Makedonya dışişleri bakanı Nikola Dimitrov, henüz Makedonya ve Yunanistan arasında bir çözüm bulunamadığını, bununla birlikte arabulucu Matthew Nimetz’i cesaretlendirmeye çalıştıklarını ve bu hafta içinde bazı tekliflerin ortaya çıkabileceğini belirtti. Bulunabilecek teklifin Yunanistan, Bulgaristan ve Makedonya üçlüsünü tatmin edebilecek şekilde olmasının önemli olduğunu ilave etti Nikola Dimitrov. Zira Makedonya denilen coğrafi alan üç ülkede de parçaları olan bir coğrafya.

Zaev hükümeti bu açıdan da zor durumda. Makedon kimliğinin ve onurunun zedelendiğinin propagandasını sağlayan Rus gizli unsurları, toplumsal kargaşa için bu kapıyı da kullanıyor.

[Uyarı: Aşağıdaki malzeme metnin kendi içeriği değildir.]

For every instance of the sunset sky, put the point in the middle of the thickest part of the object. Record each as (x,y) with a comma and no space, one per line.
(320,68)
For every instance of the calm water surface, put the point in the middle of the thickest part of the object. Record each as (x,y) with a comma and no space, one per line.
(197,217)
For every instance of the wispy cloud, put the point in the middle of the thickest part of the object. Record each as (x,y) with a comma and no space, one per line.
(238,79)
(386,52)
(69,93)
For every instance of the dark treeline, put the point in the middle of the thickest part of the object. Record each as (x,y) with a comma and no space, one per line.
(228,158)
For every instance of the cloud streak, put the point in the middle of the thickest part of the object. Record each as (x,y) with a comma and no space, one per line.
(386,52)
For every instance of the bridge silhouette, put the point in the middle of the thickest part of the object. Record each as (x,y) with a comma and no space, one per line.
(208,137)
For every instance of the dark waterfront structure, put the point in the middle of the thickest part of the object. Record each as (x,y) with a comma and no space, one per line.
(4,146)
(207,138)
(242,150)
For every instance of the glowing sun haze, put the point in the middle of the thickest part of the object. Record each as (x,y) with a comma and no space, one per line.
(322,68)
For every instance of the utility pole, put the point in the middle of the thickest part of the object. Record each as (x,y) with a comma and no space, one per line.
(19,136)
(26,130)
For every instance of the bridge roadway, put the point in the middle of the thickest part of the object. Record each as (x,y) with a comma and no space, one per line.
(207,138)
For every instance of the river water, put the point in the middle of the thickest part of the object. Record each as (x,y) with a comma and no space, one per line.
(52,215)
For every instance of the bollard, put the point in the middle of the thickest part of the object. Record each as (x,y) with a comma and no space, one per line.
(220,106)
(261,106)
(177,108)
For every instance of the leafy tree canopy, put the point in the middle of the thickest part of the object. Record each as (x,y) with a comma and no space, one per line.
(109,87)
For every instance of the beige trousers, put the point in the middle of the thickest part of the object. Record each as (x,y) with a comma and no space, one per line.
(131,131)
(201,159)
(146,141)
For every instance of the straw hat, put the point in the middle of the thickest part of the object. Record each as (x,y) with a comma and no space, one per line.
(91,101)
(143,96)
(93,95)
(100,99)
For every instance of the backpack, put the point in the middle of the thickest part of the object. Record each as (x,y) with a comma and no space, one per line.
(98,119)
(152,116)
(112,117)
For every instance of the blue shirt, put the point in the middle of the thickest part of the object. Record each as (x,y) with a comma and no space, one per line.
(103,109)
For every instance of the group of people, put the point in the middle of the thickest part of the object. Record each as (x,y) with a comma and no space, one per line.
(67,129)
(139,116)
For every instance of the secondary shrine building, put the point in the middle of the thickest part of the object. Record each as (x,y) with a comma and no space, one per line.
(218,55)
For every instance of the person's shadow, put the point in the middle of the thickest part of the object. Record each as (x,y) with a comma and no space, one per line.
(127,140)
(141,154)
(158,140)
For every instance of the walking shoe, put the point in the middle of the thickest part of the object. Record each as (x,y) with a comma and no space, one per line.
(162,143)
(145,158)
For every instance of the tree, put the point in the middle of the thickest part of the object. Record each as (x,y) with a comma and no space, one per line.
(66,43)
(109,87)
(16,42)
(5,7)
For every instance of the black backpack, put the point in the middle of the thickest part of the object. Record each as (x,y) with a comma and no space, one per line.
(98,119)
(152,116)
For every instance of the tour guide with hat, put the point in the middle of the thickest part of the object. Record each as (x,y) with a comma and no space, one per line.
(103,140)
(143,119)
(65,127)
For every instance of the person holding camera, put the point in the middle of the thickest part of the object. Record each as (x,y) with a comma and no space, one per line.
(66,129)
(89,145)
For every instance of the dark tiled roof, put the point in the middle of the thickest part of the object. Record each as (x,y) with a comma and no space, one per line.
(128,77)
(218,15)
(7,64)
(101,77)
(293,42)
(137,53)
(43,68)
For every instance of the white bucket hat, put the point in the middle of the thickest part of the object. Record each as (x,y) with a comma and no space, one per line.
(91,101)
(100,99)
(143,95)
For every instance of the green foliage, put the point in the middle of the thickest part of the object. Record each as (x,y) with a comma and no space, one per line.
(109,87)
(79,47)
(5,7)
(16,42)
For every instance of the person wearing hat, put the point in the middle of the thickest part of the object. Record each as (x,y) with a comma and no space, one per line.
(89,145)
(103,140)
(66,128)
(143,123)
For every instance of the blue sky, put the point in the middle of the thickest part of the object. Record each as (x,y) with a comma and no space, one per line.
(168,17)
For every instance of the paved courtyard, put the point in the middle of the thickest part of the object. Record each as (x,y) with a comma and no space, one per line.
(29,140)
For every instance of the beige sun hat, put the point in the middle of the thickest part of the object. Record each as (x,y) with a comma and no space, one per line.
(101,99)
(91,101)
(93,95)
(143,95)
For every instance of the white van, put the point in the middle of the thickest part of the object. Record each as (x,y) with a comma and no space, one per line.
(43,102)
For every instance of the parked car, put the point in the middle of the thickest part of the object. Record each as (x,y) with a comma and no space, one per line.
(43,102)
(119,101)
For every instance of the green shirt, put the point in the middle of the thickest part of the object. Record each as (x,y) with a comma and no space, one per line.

AB durumun farkında. Geçen birkaç yıl içinde Balkan ülkelerinde meydana gelen Rus atraksiyonları AB’ni uyandırdı. Bildiğiniz gibi Alman İstihbarat Teşkilatı BND bölge ülkelerinde yasal-kurumsal şubelerini açmaya başladı. Diğer yönden Makedonya, Karadağ ve belki de Sırbistan’ın mümkün olacak en erken zamanda AB üyesi olabilmeleri için, AB stratejik tercih kullanması gerektiğini fark etti.

Balkanlarda dengeleri en hassas ülke Makedonya, bakalım zoru başarabilecek mi?

Bu süreçte en önemli rol Arnavutların. Arnavutların desteğinin ne kadar önemli olduğunu, kendileri açısından “en demokratik” bir süreç geliştiğini ve bunu Zaev hükümetinin hayata geçirmekte olduğunu ve bunun “başarının anahtarı” olacağını Arnavutlar anlayabilirse, bu Zaev için en güçlü destek olacaktır.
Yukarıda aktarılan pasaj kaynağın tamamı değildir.